En la gran mayoría de casos no se ofrece el servicio de epidural por no contar con un anestestesiólogo para ello (se suele “reservar” para urgencias quirúrgicas). Pero eso tiene fácil solución, contratar a otro más.
En muchas ocasiones, los propios servicios médicos tienen la fuerza que tienen los usuarios a través de las reclamaciones.
A ver porque motivo vas a tener tú que desplazarte cientos de kilómetros para dar a luz por el mero hecho de querer parir sin dolor.

No dejes que nadie te juzgue, no dejes que nadie te diga que seas mejor o peor madre, o que seas más o menos fuerte por parir sin dolor en el siglo XXI. Aunque brontosaurios hay en todas partes…

Está claro que como todo en esta vida tiene sus riesgos, todo, pero si tú decides parir con epidural tienes derecho a ello.

El plan de parto como tal, es el conjunto de medidas médicas o no (si deseas que se ponga medicación, vía, exploraciones, tactos…) que te gustaría que se respetasen en el momento del parto (en la fase de dilatación, expulsivo).
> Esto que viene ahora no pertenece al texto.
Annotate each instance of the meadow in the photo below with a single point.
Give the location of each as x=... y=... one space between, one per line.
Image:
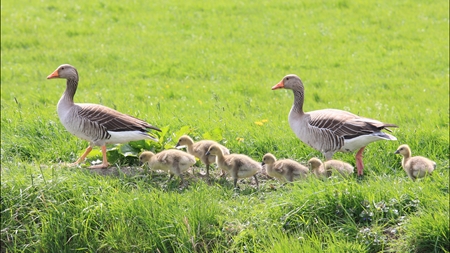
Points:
x=206 y=68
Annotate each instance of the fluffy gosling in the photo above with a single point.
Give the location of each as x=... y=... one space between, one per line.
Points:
x=199 y=149
x=285 y=169
x=415 y=166
x=171 y=160
x=239 y=166
x=325 y=170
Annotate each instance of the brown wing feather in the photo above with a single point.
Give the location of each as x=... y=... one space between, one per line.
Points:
x=113 y=120
x=345 y=124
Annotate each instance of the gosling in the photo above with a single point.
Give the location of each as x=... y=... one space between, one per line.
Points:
x=171 y=160
x=285 y=169
x=325 y=170
x=238 y=165
x=416 y=166
x=199 y=150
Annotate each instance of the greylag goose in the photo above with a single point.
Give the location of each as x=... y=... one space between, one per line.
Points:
x=331 y=130
x=199 y=149
x=324 y=170
x=284 y=169
x=172 y=160
x=238 y=165
x=416 y=166
x=97 y=124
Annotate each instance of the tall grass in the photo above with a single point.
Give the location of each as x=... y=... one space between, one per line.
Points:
x=205 y=68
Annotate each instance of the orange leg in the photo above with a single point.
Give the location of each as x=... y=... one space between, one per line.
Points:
x=81 y=159
x=105 y=163
x=359 y=163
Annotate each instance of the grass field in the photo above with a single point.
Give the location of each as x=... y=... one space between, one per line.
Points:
x=206 y=68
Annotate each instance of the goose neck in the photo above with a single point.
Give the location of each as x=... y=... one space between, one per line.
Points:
x=298 y=101
x=71 y=88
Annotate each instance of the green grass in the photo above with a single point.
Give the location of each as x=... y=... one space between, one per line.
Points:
x=206 y=68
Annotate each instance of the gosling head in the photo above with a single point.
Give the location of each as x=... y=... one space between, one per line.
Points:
x=145 y=156
x=314 y=163
x=269 y=159
x=403 y=150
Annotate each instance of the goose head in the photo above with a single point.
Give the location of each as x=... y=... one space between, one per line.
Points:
x=314 y=163
x=65 y=71
x=145 y=157
x=403 y=150
x=214 y=150
x=290 y=81
x=268 y=159
x=184 y=141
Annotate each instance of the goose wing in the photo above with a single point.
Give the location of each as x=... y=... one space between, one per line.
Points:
x=345 y=124
x=112 y=120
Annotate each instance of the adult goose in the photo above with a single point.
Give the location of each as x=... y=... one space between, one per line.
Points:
x=331 y=130
x=97 y=124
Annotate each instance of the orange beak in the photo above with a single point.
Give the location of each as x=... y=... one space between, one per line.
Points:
x=53 y=75
x=279 y=85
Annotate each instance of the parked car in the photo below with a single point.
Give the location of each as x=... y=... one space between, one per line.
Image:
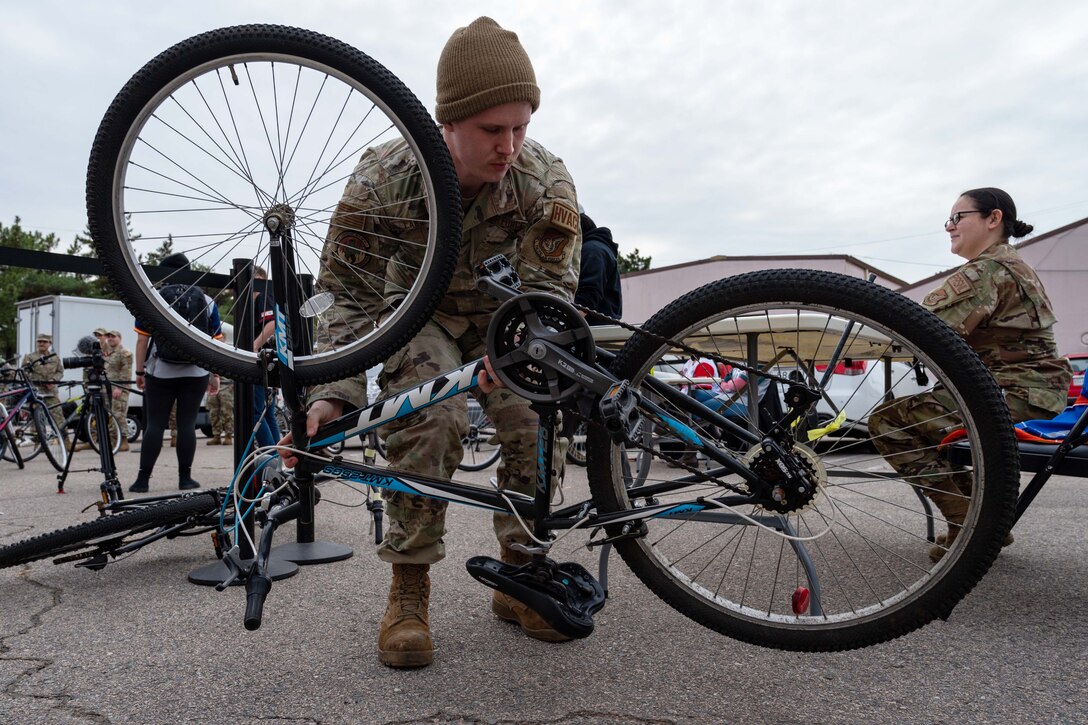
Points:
x=1079 y=364
x=855 y=386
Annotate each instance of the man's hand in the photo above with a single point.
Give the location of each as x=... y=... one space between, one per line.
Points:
x=487 y=380
x=319 y=413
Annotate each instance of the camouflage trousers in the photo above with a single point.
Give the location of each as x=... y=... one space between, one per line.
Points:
x=907 y=431
x=53 y=404
x=221 y=410
x=119 y=406
x=430 y=442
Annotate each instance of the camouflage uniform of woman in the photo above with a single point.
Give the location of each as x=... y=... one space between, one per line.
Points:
x=519 y=201
x=998 y=304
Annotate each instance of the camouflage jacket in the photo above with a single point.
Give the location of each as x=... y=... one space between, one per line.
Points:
x=998 y=304
x=50 y=371
x=530 y=217
x=119 y=365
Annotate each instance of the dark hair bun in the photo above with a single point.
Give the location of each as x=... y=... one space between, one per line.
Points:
x=1021 y=229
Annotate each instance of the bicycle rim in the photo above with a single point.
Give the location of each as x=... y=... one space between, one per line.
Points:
x=865 y=574
x=107 y=533
x=214 y=134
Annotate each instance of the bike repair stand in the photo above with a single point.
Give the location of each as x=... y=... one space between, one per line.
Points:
x=279 y=567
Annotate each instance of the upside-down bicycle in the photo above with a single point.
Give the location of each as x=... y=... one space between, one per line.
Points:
x=237 y=144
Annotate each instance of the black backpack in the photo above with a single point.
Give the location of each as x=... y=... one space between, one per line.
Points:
x=189 y=302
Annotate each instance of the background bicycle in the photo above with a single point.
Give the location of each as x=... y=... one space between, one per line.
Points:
x=29 y=425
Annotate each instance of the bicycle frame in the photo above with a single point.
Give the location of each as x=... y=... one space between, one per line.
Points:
x=464 y=380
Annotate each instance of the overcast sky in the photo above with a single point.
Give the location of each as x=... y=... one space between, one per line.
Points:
x=691 y=130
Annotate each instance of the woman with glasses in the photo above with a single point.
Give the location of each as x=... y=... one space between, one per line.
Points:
x=997 y=302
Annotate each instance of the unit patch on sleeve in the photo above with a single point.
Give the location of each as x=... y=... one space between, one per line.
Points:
x=566 y=218
x=959 y=283
x=935 y=297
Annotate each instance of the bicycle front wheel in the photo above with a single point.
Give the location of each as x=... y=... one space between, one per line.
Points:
x=108 y=533
x=481 y=445
x=224 y=132
x=831 y=549
x=9 y=446
x=52 y=442
x=24 y=435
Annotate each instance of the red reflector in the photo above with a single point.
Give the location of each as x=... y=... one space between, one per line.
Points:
x=801 y=598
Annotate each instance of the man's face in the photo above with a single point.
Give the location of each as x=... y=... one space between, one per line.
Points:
x=483 y=146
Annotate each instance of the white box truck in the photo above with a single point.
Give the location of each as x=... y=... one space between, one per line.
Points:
x=68 y=319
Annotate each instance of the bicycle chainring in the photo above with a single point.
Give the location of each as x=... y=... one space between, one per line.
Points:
x=518 y=327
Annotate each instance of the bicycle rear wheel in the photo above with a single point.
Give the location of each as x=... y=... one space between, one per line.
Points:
x=222 y=132
x=107 y=533
x=864 y=573
x=52 y=442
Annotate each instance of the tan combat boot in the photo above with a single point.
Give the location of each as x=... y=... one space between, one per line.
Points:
x=404 y=639
x=953 y=506
x=510 y=610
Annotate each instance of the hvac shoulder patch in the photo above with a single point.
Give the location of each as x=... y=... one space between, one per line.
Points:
x=565 y=217
x=935 y=297
x=552 y=246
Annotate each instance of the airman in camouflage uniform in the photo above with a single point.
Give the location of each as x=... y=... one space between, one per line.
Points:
x=221 y=412
x=519 y=203
x=119 y=368
x=997 y=303
x=46 y=375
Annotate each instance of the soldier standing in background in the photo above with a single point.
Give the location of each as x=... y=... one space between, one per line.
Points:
x=119 y=369
x=519 y=201
x=997 y=303
x=46 y=375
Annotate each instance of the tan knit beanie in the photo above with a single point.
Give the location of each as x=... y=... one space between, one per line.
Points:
x=481 y=66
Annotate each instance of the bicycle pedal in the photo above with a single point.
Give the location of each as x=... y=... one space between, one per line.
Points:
x=566 y=596
x=95 y=563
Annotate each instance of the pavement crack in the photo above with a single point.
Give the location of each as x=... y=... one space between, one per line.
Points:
x=579 y=716
x=60 y=702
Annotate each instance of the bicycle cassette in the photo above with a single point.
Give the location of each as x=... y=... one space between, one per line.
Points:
x=518 y=353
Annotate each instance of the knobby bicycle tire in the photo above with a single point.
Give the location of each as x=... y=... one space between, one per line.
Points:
x=258 y=63
x=90 y=535
x=24 y=435
x=49 y=434
x=870 y=570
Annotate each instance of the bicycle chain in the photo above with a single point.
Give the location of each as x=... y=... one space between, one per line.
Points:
x=650 y=449
x=691 y=351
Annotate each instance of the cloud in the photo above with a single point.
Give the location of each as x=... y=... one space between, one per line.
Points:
x=692 y=130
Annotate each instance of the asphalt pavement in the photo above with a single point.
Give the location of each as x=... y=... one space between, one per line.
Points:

Suele estar al final de la cartilla de embarazo, y debiese ser leído y respetado a la llegada al hospital.
A efectos prácticos, veo más importante ese día que haya buena comunicación, que preguntes todas las dudas sobre lo que se hace y por qué, o si hay alternativas.
Los profesionales implicados buscan ayudar. Subnormales hay en todas partes, pero normalmente ¡no se juntan todos!
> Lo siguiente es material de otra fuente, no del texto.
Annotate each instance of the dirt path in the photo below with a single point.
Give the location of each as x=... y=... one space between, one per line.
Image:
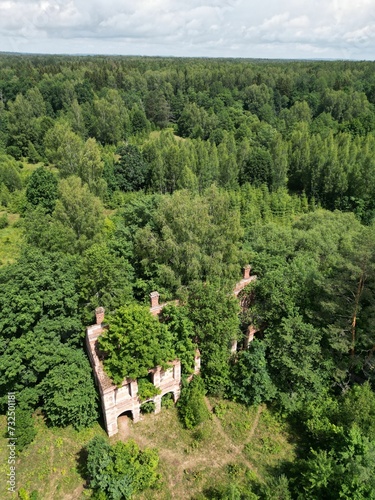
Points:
x=184 y=463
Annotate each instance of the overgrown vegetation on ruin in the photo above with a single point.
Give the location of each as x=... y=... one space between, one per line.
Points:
x=121 y=176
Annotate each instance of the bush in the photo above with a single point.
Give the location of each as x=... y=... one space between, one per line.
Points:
x=148 y=407
x=191 y=405
x=120 y=471
x=146 y=390
x=167 y=400
x=4 y=221
x=25 y=430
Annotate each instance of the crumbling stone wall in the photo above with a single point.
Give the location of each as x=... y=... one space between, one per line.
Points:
x=117 y=400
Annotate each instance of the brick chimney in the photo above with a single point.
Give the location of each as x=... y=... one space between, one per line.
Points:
x=99 y=313
x=246 y=272
x=154 y=298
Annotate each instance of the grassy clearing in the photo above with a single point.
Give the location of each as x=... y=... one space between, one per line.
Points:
x=237 y=445
x=10 y=240
x=50 y=465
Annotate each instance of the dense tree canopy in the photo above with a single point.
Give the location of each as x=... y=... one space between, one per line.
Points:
x=120 y=176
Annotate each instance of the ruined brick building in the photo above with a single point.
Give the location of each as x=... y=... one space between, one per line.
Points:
x=119 y=400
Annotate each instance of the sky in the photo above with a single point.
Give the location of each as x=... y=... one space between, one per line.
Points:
x=286 y=29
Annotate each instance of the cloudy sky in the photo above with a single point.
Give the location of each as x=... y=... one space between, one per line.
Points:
x=343 y=29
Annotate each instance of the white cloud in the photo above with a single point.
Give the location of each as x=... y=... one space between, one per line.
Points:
x=238 y=28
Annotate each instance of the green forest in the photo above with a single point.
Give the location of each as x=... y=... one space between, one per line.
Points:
x=120 y=176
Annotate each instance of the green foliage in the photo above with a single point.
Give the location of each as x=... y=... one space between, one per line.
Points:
x=120 y=471
x=214 y=313
x=4 y=221
x=25 y=431
x=146 y=390
x=134 y=343
x=68 y=392
x=190 y=238
x=191 y=406
x=148 y=407
x=42 y=189
x=130 y=168
x=40 y=314
x=105 y=279
x=250 y=382
x=182 y=330
x=9 y=173
x=167 y=401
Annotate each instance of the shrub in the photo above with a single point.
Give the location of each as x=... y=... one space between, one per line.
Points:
x=191 y=405
x=4 y=221
x=25 y=430
x=148 y=407
x=120 y=471
x=146 y=390
x=167 y=400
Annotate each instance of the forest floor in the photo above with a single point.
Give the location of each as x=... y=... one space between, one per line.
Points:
x=236 y=444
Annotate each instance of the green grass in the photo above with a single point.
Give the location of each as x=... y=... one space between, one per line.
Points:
x=237 y=445
x=10 y=240
x=50 y=465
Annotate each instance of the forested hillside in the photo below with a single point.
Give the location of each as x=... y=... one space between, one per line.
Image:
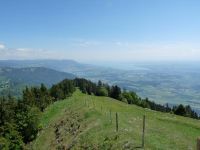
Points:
x=20 y=120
Tienes derecho a no separarte del bebé las primeras horas, a no bañarlo, a que no le den biberones pirata si no quieres. A darle biberón si quieres (aunque sugiero fervientemente que te informes previamente 😏).

De forma que siendo prácticos y como conclusión, escribe todas tus dudas y cuando se acerque el momento, pregunta, infórmate a través de tu matron@ o ginecólog@ del “plan de parto” de lo que quieres, de lo que no quieres, de ¡cómo lo quieres!

Y si quieres epidural y tu servicio de referencia no dispone de ese servicio a partir de determinada hora, quéjate formalmente.
Posiblemente a ti te toque desplazarte de hospital pero con la reclamación y muchas como tú, harás que en el futuro cuenten con ello.

Del mismo modo, si tienes la sensación de que algo no se hizo como se debiera, quéjate, reclama, en lo positivo o en lo negativo, es nuestro feedback.

Hoy eres tú, recuerda que tú eres la protagonista de tú historia.